As long as he didn’t hit her, María could care less about what her papito said-she just figured he was drunk, and even if he’d insulted her that made no difference to María, because, no matter what, his eyes were always contrite the next day-they told the truth about how he really felt. And, in any case, as his beloved daughter, the only daughter he had, she believed that he’d fall apart without her. Who else could he sing to in the evenings, out in front of their bohío, when his friends weren’t around? After a night’s restless sleep, who else could cheer him so in the mornings, her papito often declaring, at the sight of her: “When I look at you, María, I forget the misery of my days.” He’d smile, in the same way he once did during their slumbers by the stream behind their hut, or in his hammock (sometimes with Teresita joining them) when she was a little girl, her arms wrapped around him and their limbs all entangled, happily, happily, nothing in the world able to harm them and life itself, poor as they might have been, filled with so many simple pleasures.

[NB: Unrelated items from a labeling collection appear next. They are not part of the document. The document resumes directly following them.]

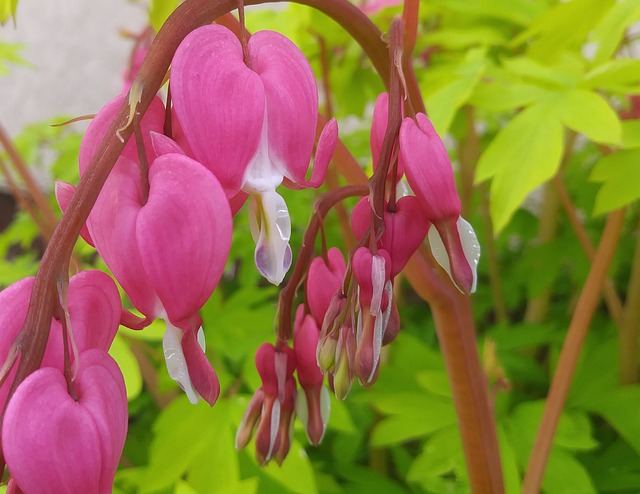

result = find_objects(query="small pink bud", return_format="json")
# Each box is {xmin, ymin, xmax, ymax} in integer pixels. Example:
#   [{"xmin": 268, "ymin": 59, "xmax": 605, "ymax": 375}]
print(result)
[
  {"xmin": 293, "ymin": 305, "xmax": 329, "ymax": 445},
  {"xmin": 351, "ymin": 196, "xmax": 429, "ymax": 278},
  {"xmin": 400, "ymin": 113, "xmax": 461, "ymax": 222},
  {"xmin": 333, "ymin": 326, "xmax": 356, "ymax": 401}
]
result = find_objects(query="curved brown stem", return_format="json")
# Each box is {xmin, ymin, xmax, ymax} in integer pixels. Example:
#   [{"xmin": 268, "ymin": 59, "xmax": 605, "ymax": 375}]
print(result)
[
  {"xmin": 522, "ymin": 209, "xmax": 625, "ymax": 494},
  {"xmin": 276, "ymin": 185, "xmax": 369, "ymax": 348}
]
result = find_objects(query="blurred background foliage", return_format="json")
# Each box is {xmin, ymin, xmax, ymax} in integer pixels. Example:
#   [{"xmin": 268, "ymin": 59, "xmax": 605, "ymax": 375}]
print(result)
[{"xmin": 0, "ymin": 0, "xmax": 640, "ymax": 494}]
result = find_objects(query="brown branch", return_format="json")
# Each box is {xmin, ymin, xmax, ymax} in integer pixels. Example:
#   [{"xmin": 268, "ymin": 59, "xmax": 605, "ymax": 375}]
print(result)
[
  {"xmin": 522, "ymin": 209, "xmax": 624, "ymax": 494},
  {"xmin": 619, "ymin": 214, "xmax": 640, "ymax": 384}
]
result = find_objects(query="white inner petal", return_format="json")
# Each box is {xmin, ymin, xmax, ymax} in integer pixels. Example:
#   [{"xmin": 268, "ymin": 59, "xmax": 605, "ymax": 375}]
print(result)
[
  {"xmin": 263, "ymin": 400, "xmax": 280, "ymax": 461},
  {"xmin": 369, "ymin": 255, "xmax": 385, "ymax": 316},
  {"xmin": 162, "ymin": 321, "xmax": 198, "ymax": 405},
  {"xmin": 197, "ymin": 326, "xmax": 207, "ymax": 353},
  {"xmin": 427, "ymin": 225, "xmax": 453, "ymax": 279},
  {"xmin": 456, "ymin": 216, "xmax": 480, "ymax": 293},
  {"xmin": 249, "ymin": 189, "xmax": 292, "ymax": 285}
]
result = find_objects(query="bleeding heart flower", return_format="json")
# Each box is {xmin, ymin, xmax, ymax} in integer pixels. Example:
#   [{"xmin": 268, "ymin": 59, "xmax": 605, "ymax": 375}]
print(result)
[
  {"xmin": 400, "ymin": 113, "xmax": 480, "ymax": 293},
  {"xmin": 2, "ymin": 349, "xmax": 128, "ymax": 494},
  {"xmin": 236, "ymin": 343, "xmax": 296, "ymax": 465},
  {"xmin": 57, "ymin": 99, "xmax": 232, "ymax": 404},
  {"xmin": 352, "ymin": 247, "xmax": 393, "ymax": 385},
  {"xmin": 351, "ymin": 196, "xmax": 429, "ymax": 278},
  {"xmin": 171, "ymin": 25, "xmax": 337, "ymax": 285},
  {"xmin": 305, "ymin": 247, "xmax": 347, "ymax": 326},
  {"xmin": 293, "ymin": 305, "xmax": 331, "ymax": 446},
  {"xmin": 0, "ymin": 270, "xmax": 122, "ymax": 414}
]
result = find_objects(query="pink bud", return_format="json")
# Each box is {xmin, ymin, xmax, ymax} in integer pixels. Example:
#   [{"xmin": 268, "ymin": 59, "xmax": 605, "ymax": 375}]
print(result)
[
  {"xmin": 293, "ymin": 305, "xmax": 330, "ymax": 445},
  {"xmin": 351, "ymin": 196, "xmax": 429, "ymax": 278},
  {"xmin": 2, "ymin": 350, "xmax": 128, "ymax": 494},
  {"xmin": 305, "ymin": 247, "xmax": 347, "ymax": 325},
  {"xmin": 400, "ymin": 113, "xmax": 461, "ymax": 223},
  {"xmin": 369, "ymin": 93, "xmax": 404, "ymax": 180},
  {"xmin": 0, "ymin": 270, "xmax": 122, "ymax": 408},
  {"xmin": 245, "ymin": 343, "xmax": 296, "ymax": 465}
]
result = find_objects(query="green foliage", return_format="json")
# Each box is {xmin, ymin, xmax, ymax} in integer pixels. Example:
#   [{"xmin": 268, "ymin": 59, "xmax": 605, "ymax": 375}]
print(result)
[
  {"xmin": 0, "ymin": 0, "xmax": 18, "ymax": 24},
  {"xmin": 0, "ymin": 0, "xmax": 640, "ymax": 494}
]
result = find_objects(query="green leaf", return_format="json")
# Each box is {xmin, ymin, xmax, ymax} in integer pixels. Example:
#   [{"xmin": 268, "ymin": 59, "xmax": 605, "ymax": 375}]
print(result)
[
  {"xmin": 502, "ymin": 56, "xmax": 582, "ymax": 88},
  {"xmin": 468, "ymin": 81, "xmax": 549, "ymax": 112},
  {"xmin": 542, "ymin": 449, "xmax": 596, "ymax": 494},
  {"xmin": 109, "ymin": 334, "xmax": 142, "ymax": 401},
  {"xmin": 140, "ymin": 396, "xmax": 239, "ymax": 494},
  {"xmin": 580, "ymin": 58, "xmax": 640, "ymax": 89},
  {"xmin": 557, "ymin": 89, "xmax": 622, "ymax": 144},
  {"xmin": 622, "ymin": 120, "xmax": 640, "ymax": 149},
  {"xmin": 476, "ymin": 103, "xmax": 563, "ymax": 232},
  {"xmin": 591, "ymin": 0, "xmax": 640, "ymax": 65},
  {"xmin": 425, "ymin": 48, "xmax": 486, "ymax": 135},
  {"xmin": 585, "ymin": 385, "xmax": 640, "ymax": 460},
  {"xmin": 371, "ymin": 392, "xmax": 456, "ymax": 447},
  {"xmin": 589, "ymin": 149, "xmax": 640, "ymax": 215},
  {"xmin": 149, "ymin": 0, "xmax": 180, "ymax": 33},
  {"xmin": 0, "ymin": 0, "xmax": 18, "ymax": 24}
]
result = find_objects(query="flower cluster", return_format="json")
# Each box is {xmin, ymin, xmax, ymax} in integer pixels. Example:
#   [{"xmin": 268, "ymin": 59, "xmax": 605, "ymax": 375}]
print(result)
[{"xmin": 0, "ymin": 11, "xmax": 479, "ymax": 486}]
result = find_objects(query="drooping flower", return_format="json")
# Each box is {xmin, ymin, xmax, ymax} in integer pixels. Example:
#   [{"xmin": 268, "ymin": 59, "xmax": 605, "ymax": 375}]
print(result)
[
  {"xmin": 57, "ymin": 95, "xmax": 232, "ymax": 404},
  {"xmin": 236, "ymin": 343, "xmax": 296, "ymax": 465},
  {"xmin": 0, "ymin": 270, "xmax": 122, "ymax": 408},
  {"xmin": 400, "ymin": 113, "xmax": 480, "ymax": 293},
  {"xmin": 293, "ymin": 304, "xmax": 328, "ymax": 446},
  {"xmin": 306, "ymin": 247, "xmax": 347, "ymax": 326},
  {"xmin": 351, "ymin": 196, "xmax": 429, "ymax": 278},
  {"xmin": 171, "ymin": 25, "xmax": 337, "ymax": 285},
  {"xmin": 351, "ymin": 247, "xmax": 393, "ymax": 386},
  {"xmin": 2, "ymin": 349, "xmax": 128, "ymax": 494}
]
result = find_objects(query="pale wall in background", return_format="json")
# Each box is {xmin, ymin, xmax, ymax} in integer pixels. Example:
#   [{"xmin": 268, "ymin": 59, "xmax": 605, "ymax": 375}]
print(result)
[{"xmin": 0, "ymin": 0, "xmax": 147, "ymax": 136}]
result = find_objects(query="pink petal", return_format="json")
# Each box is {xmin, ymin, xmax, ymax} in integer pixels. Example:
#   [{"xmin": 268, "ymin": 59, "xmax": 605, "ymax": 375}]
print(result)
[
  {"xmin": 149, "ymin": 131, "xmax": 186, "ymax": 156},
  {"xmin": 2, "ymin": 350, "xmax": 128, "ymax": 494},
  {"xmin": 42, "ymin": 270, "xmax": 122, "ymax": 370},
  {"xmin": 351, "ymin": 196, "xmax": 429, "ymax": 278},
  {"xmin": 306, "ymin": 247, "xmax": 347, "ymax": 325},
  {"xmin": 400, "ymin": 113, "xmax": 461, "ymax": 222},
  {"xmin": 293, "ymin": 305, "xmax": 324, "ymax": 388},
  {"xmin": 182, "ymin": 329, "xmax": 220, "ymax": 406},
  {"xmin": 0, "ymin": 277, "xmax": 34, "ymax": 409},
  {"xmin": 135, "ymin": 154, "xmax": 232, "ymax": 325},
  {"xmin": 87, "ymin": 158, "xmax": 161, "ymax": 317},
  {"xmin": 249, "ymin": 31, "xmax": 320, "ymax": 183},
  {"xmin": 55, "ymin": 180, "xmax": 95, "ymax": 247},
  {"xmin": 171, "ymin": 25, "xmax": 265, "ymax": 197}
]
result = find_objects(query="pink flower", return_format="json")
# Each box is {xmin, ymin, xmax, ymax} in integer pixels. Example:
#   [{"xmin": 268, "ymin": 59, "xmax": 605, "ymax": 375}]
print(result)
[
  {"xmin": 360, "ymin": 0, "xmax": 400, "ymax": 15},
  {"xmin": 2, "ymin": 349, "xmax": 128, "ymax": 494},
  {"xmin": 352, "ymin": 247, "xmax": 393, "ymax": 385},
  {"xmin": 293, "ymin": 306, "xmax": 328, "ymax": 446},
  {"xmin": 171, "ymin": 25, "xmax": 337, "ymax": 285},
  {"xmin": 57, "ymin": 95, "xmax": 232, "ymax": 404},
  {"xmin": 306, "ymin": 247, "xmax": 347, "ymax": 326},
  {"xmin": 236, "ymin": 343, "xmax": 296, "ymax": 465},
  {"xmin": 400, "ymin": 113, "xmax": 480, "ymax": 293},
  {"xmin": 351, "ymin": 196, "xmax": 429, "ymax": 278},
  {"xmin": 0, "ymin": 271, "xmax": 122, "ymax": 408}
]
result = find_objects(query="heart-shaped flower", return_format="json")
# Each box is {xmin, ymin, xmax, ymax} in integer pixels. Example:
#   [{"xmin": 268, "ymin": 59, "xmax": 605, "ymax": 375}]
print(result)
[{"xmin": 2, "ymin": 349, "xmax": 128, "ymax": 494}]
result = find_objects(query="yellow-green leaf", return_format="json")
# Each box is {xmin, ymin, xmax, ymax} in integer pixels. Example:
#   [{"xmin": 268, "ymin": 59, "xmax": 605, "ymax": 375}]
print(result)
[
  {"xmin": 109, "ymin": 335, "xmax": 142, "ymax": 401},
  {"xmin": 476, "ymin": 103, "xmax": 564, "ymax": 232},
  {"xmin": 589, "ymin": 149, "xmax": 640, "ymax": 214},
  {"xmin": 557, "ymin": 89, "xmax": 622, "ymax": 144}
]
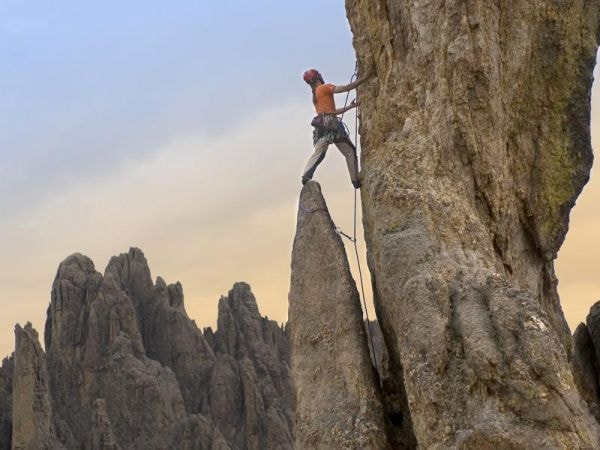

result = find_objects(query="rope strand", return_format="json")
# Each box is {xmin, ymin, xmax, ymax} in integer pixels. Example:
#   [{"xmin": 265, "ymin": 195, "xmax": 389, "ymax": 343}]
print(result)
[{"xmin": 335, "ymin": 61, "xmax": 383, "ymax": 383}]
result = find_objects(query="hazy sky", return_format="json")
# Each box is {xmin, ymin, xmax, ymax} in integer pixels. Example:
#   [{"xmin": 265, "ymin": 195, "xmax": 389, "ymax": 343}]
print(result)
[{"xmin": 0, "ymin": 0, "xmax": 600, "ymax": 356}]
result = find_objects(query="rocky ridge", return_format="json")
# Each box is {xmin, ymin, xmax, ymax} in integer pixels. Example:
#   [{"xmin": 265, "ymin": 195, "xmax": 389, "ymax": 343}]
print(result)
[{"xmin": 0, "ymin": 249, "xmax": 293, "ymax": 450}]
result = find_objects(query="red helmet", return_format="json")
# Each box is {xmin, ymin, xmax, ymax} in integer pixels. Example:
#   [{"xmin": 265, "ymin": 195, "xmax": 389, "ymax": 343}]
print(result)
[{"xmin": 302, "ymin": 69, "xmax": 321, "ymax": 83}]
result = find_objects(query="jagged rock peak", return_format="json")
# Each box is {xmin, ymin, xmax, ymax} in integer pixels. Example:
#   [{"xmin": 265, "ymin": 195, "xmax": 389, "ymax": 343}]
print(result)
[
  {"xmin": 289, "ymin": 181, "xmax": 389, "ymax": 449},
  {"xmin": 12, "ymin": 322, "xmax": 64, "ymax": 450},
  {"xmin": 6, "ymin": 248, "xmax": 293, "ymax": 450}
]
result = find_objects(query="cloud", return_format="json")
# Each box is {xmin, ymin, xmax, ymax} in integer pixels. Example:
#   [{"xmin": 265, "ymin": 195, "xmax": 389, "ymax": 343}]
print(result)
[{"xmin": 0, "ymin": 102, "xmax": 366, "ymax": 354}]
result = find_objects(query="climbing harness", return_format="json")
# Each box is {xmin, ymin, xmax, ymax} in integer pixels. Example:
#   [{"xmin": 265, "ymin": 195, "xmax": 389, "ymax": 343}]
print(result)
[{"xmin": 334, "ymin": 61, "xmax": 383, "ymax": 380}]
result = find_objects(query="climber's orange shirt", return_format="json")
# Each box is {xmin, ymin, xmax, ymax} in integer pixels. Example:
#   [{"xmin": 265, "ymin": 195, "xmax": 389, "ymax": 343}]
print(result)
[{"xmin": 315, "ymin": 84, "xmax": 335, "ymax": 114}]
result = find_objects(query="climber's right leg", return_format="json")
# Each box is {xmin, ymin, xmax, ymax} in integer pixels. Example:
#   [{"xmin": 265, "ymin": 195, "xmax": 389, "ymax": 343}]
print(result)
[{"xmin": 302, "ymin": 138, "xmax": 329, "ymax": 184}]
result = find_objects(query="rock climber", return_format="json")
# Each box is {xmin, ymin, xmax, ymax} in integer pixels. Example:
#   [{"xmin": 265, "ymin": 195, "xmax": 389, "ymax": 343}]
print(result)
[{"xmin": 302, "ymin": 69, "xmax": 373, "ymax": 189}]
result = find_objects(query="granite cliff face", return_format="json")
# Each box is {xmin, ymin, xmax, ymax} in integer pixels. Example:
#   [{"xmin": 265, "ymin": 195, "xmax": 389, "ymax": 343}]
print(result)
[
  {"xmin": 0, "ymin": 249, "xmax": 293, "ymax": 450},
  {"xmin": 290, "ymin": 0, "xmax": 600, "ymax": 449}
]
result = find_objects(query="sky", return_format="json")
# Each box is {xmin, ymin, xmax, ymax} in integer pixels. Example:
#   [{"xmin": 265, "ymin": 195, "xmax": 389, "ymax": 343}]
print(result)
[{"xmin": 0, "ymin": 0, "xmax": 600, "ymax": 356}]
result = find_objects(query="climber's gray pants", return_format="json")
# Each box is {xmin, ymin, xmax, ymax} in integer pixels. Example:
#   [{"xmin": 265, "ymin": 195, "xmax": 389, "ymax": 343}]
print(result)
[{"xmin": 302, "ymin": 138, "xmax": 358, "ymax": 182}]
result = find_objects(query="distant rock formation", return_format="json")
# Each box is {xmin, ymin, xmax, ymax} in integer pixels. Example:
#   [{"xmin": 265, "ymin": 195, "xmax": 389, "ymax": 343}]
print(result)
[
  {"xmin": 289, "ymin": 181, "xmax": 390, "ymax": 449},
  {"xmin": 0, "ymin": 355, "xmax": 15, "ymax": 450},
  {"xmin": 0, "ymin": 249, "xmax": 293, "ymax": 450},
  {"xmin": 571, "ymin": 301, "xmax": 600, "ymax": 422}
]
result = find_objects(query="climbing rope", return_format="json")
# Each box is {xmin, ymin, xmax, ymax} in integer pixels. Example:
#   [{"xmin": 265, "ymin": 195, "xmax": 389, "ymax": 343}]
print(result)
[{"xmin": 334, "ymin": 61, "xmax": 383, "ymax": 381}]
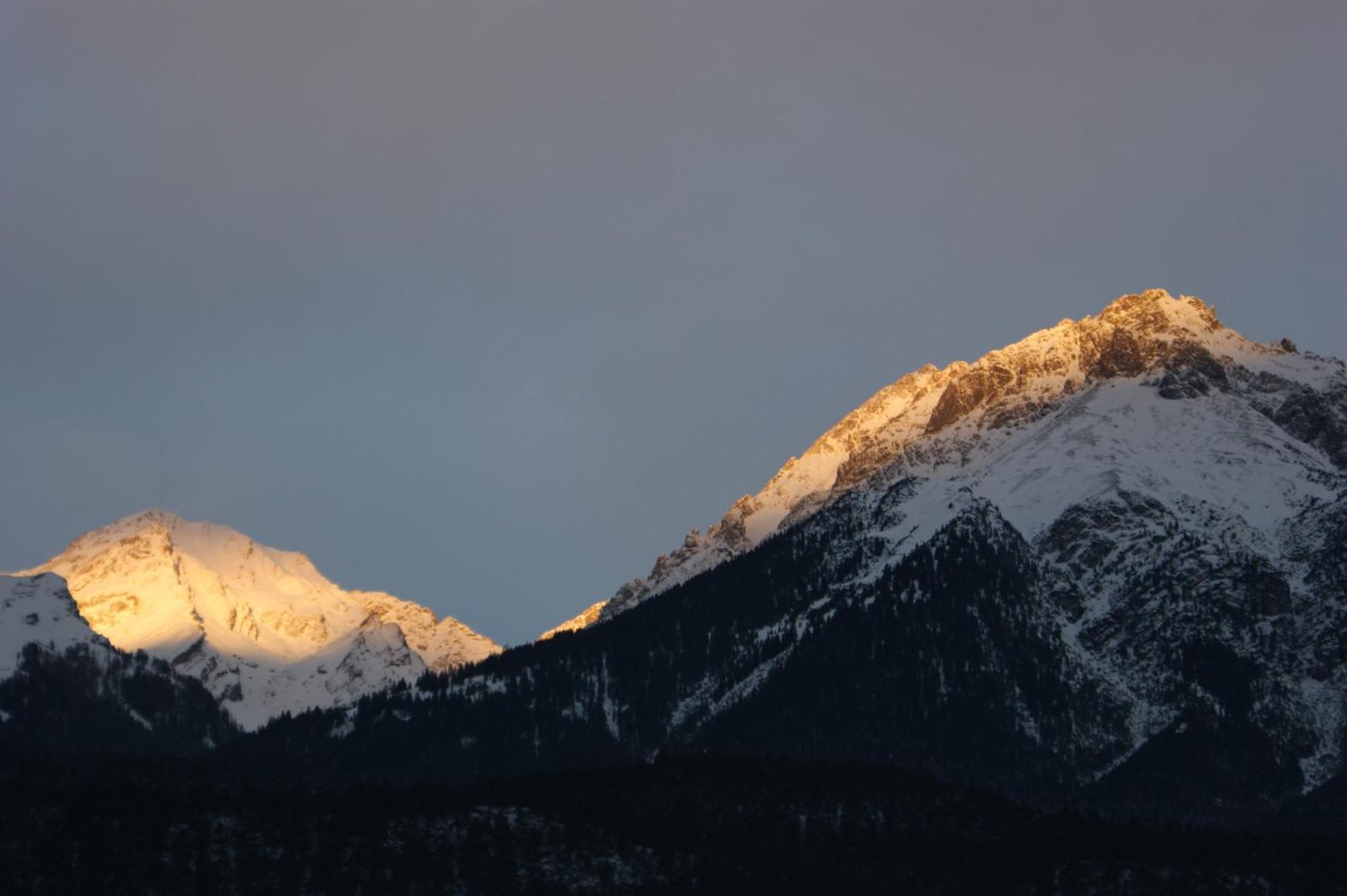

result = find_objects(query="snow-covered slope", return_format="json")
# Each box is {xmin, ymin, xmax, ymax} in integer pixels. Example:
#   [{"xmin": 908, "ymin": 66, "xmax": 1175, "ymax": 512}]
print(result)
[
  {"xmin": 548, "ymin": 289, "xmax": 1347, "ymax": 633},
  {"xmin": 14, "ymin": 510, "xmax": 500, "ymax": 728}
]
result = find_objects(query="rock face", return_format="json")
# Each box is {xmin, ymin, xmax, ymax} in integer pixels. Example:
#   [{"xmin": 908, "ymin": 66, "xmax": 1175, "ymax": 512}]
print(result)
[
  {"xmin": 566, "ymin": 289, "xmax": 1347, "ymax": 625},
  {"xmin": 0, "ymin": 573, "xmax": 237, "ymax": 761},
  {"xmin": 0, "ymin": 573, "xmax": 112, "ymax": 679},
  {"xmin": 450, "ymin": 291, "xmax": 1347, "ymax": 811},
  {"xmin": 14, "ymin": 510, "xmax": 500, "ymax": 728}
]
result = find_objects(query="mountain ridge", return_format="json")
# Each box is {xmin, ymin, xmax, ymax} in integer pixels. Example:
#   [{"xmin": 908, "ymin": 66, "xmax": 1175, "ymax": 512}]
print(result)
[
  {"xmin": 11, "ymin": 508, "xmax": 500, "ymax": 728},
  {"xmin": 544, "ymin": 289, "xmax": 1347, "ymax": 636}
]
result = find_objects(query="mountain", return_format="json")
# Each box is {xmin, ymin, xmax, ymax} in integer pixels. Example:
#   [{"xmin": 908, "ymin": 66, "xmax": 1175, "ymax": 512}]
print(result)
[
  {"xmin": 0, "ymin": 573, "xmax": 237, "ymax": 748},
  {"xmin": 14, "ymin": 510, "xmax": 500, "ymax": 728},
  {"xmin": 0, "ymin": 573, "xmax": 112, "ymax": 681},
  {"xmin": 563, "ymin": 289, "xmax": 1347, "ymax": 633},
  {"xmin": 253, "ymin": 291, "xmax": 1347, "ymax": 819}
]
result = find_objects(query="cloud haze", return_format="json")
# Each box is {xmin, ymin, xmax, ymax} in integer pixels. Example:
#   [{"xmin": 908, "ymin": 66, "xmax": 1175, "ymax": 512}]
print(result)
[{"xmin": 0, "ymin": 0, "xmax": 1347, "ymax": 642}]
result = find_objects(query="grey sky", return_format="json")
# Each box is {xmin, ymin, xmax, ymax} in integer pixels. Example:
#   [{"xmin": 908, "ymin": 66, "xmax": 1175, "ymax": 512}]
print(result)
[{"xmin": 0, "ymin": 0, "xmax": 1347, "ymax": 642}]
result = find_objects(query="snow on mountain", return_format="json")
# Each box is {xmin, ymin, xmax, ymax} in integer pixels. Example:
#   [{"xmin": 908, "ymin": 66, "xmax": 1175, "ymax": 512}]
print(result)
[
  {"xmin": 20, "ymin": 510, "xmax": 500, "ymax": 728},
  {"xmin": 548, "ymin": 289, "xmax": 1347, "ymax": 635},
  {"xmin": 0, "ymin": 573, "xmax": 110, "ymax": 679},
  {"xmin": 501, "ymin": 291, "xmax": 1347, "ymax": 794}
]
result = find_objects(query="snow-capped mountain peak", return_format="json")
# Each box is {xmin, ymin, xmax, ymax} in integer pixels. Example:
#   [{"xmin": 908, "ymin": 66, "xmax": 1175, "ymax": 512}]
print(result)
[
  {"xmin": 17, "ymin": 510, "xmax": 500, "ymax": 726},
  {"xmin": 548, "ymin": 289, "xmax": 1347, "ymax": 624}
]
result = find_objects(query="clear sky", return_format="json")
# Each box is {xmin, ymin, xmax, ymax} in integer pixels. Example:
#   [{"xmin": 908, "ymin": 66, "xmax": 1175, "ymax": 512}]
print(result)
[{"xmin": 0, "ymin": 0, "xmax": 1347, "ymax": 643}]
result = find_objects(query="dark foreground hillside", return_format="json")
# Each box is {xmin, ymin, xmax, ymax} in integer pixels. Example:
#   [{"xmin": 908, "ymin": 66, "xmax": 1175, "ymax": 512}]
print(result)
[{"xmin": 0, "ymin": 756, "xmax": 1347, "ymax": 893}]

…And when he smiled, the journeys they’d made when María was a girl of seven and eight would come back to her. These were daylong excursions to different pueblos in the province, some with barely a road leading to them, and even some big towns like Los Palacios or Esperanza, where he’d find a columned plazuela or shaded arcade in which to perform, Manolo singing and playing his guitar while his daughters, just little girls then, enchanted the passersby, danced to his music, and afterwards collected reales with their papito’s hat. Sometimes, with Manolo riding a horse and pulling along his young daughters in a cart, they’d even go as far north as the foothills of the Órgano mountains, to timber country, and while those trips, taking a day or more in each direction, were intended just as visits with some old musician friends of his, neither María nor her papito could ever forget their tranquil passages through some of the most wonderful tracts of forests and valleys in Cuba. No matter that the going was rugged and sometimes frightening, as when they’d have to sidle along a narrow dirt trail at the edge of a ravine, or it suddenly began to rain torrentially and rivers of mud and stone came sliding towards them from the higher ground, once they reached safety and had entered yet another forest, thick with orchids and air plants, whose luscious scents alone would put them in mind of being inside a dream-they may as well have entered a paradise. And not just of one’s childhood, for their papito himself, with his guitar slung over his back, crossing a meadow of wildflowers, had never seemed so happy as when he was on his horse and in the company of his daughters, his precious loved ones, who, in those days, he introduced to anyone he happened upon as his “little angels.”